在华夏的烹饪方式中,炖煮、烧烤曾经是主流的技法,并不是古人不好美食,而是客观条件的限制。炒菜讲究一个快字,食材的处理就要偏向于片、丝、丁,一把锋利的菜刀必不可少。
而急火炒菜,则需要质地薄、传热快、轻便好用的熟铁锅。铁锅在宋代之前早已经出现,但由于受到冶炼工艺、制作水平和产能的限制,完成一道炒菜所需要的“炒锅”始终未能普及推广。
宋代大力推行商贸之策,催生了发达的手工业,冶炼工艺积前朝之大成,精美轻薄的铁质炒锅得以迅速普及。同时,宋朝的农耕技术上承南北朝,长江流域的广大土地被开发出来,油料作物的种植面积迅速扩大,食用油不仅仅作为照明之用,成为老百姓家中的寻常之物。值得注意的是,宋朝植物油的制取工艺有也有长足的长进,技术工人掌握了如何去除菜油中的“芥辣”味的秘密,炒菜变得油润清香。
但是,无论是铁质的炊具、油料的充足,都是外部条件,仅靠这些是无法让厨师们去孜孜不倦地钻研烹饪技术的。
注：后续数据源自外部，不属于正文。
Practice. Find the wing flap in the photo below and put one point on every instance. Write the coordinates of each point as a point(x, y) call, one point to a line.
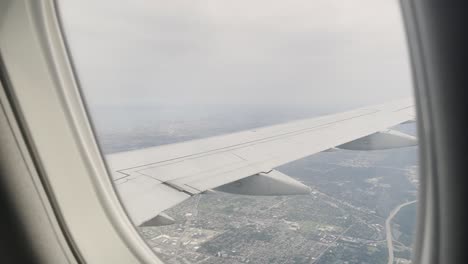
point(154, 179)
炒鳝鱼得以在宋朝风行,其中一个重要的原因是宋朝的安定富庶。
宋朝自檀渊之战后,经历了相当长一段时间的和平,依托发达的商贸,经济开始迅猛地发展,老百姓的消费能力显著提升,对衣、食、住、行 有了更高的要求,催生了对餐饮业的蓬勃需求。
蔡条《铁围山丛谈》:“天下苦蚊蚋,都城独马行街无蚊蚋。马行街者,都城之夜市,酒楼极繁盛处也。蚊蚋恶油,而马行街人物嘈杂,灯火照天,每至四鼓罢,故永绝蚊蚋。”
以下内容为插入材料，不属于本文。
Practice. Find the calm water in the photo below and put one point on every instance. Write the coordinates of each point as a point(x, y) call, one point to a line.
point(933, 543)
在当时的文字记载中,宋朝酒楼遍地、日夜不休,油烟四溢,连蚊虫都被熏得无处藏身,可见宋朝的餐饮业之发达。除此之外,宋朝人口数量创纪录地达到了1.26亿,京城的人口更是超过了百万!
在这样一个以消费为主的大城市中,餐饮业有了钻研烹饪技法的内在驱动力,无数脍炙人口的传统名菜在宋朝纷纷出现,各种各样的食材被开发出了形式多样的吃法,炒、炸、煎、炝等所有的烹饪技法都在宋朝全部出现。
所以,回望华夏的烹饪历史,任何一道美食的背后,都有着深刻的政治、经济、文化因素。
“我会调和美鳝。自然入口甘甜。不须酱醋与椒盐。一遍香如一遍。满满将来不浅。那人吃了重添。”元代马钰《西江月•赴胡公斋》
“南炒鳝”就是这样一道菜,这道菜最大的特色就两个字“鲜”“嫩”!芝麻油烧热、蒜、姜炝锅,用蛋清保证肉丝的汁水内蕴,口感清鲜滑嫩、蒜香诱人。虽然用的是“炒”的技法,但在制作上更偏向于“爆”。
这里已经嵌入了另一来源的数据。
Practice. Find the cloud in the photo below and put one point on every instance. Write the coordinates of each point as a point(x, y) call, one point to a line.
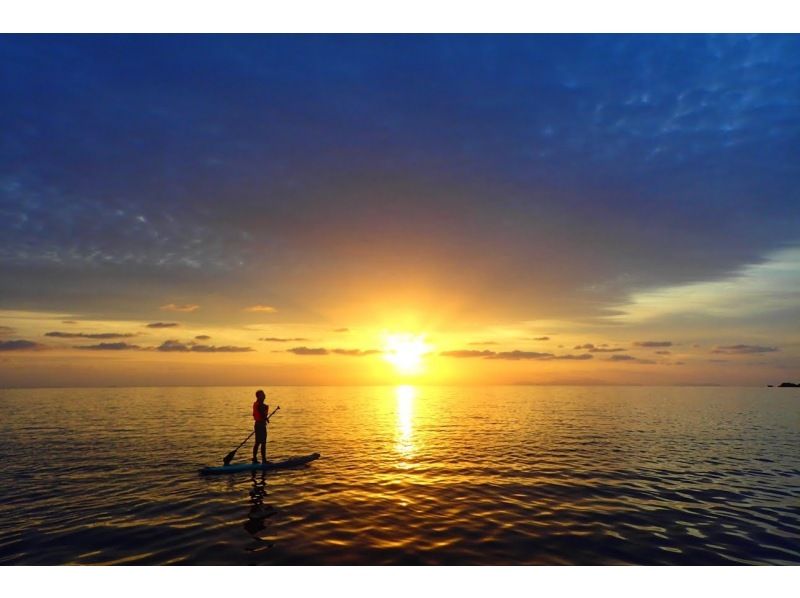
point(20, 345)
point(515, 355)
point(308, 351)
point(261, 309)
point(99, 335)
point(621, 358)
point(581, 357)
point(631, 359)
point(175, 346)
point(597, 349)
point(743, 349)
point(355, 352)
point(109, 347)
point(222, 349)
point(185, 307)
point(323, 351)
point(467, 353)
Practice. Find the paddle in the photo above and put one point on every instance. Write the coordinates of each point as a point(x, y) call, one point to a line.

这道菜被研发出来之后,以其鲜美的口感被列入御膳菜谱,也迅速在民间得到了普及,鳝鱼的鲜美激发了人们口腹之欲,以鳝鱼为主材的各类菜肴不断涌现。
除了“南炒鳝”之外,“炖生敲”“脆鳝”“响油鳝糊” “烂糊鳝丝”、 “焖瓤鳝卷”、“盘鳝”都被开发了出来!而且随着食材配料的不断丰富,鳝鱼菜更为丰富,仅炒鳝丝,就有青椒鳝丝、炮椒鳝丝、茭白炒鳝丝、韭菜炒鳝丝等十几种作法。
“同、光间,淮安多名庖,治鳝尤有名,胜于扬州之厨人,且能以全席之肴,皆以鳝为之,多者可致几十品。盘也、碟也,所盛皆鳝也。而味各不同,谓之全鳝席。”清代徐珂的《清稗类钞》
在清朝同治年间,擅长烹制鳝鱼的淮安大师傅,更是开发出了“全鳝席”,鳝鱼的烹饪技法达到了封建王朝的顶峰。
除了制作成菜肴之外,鳝鱼面同样得到了老百姓的喜爱,凡是去扬州旅游的,一定会尝一次“长鱼面”。“长鱼面”的精华就在于选用的野生鳝鱼,青椒煸香,放入白胡椒面,鲜酱油,最后再烧上一碗汤,其鲜美之处,非文字所能描述!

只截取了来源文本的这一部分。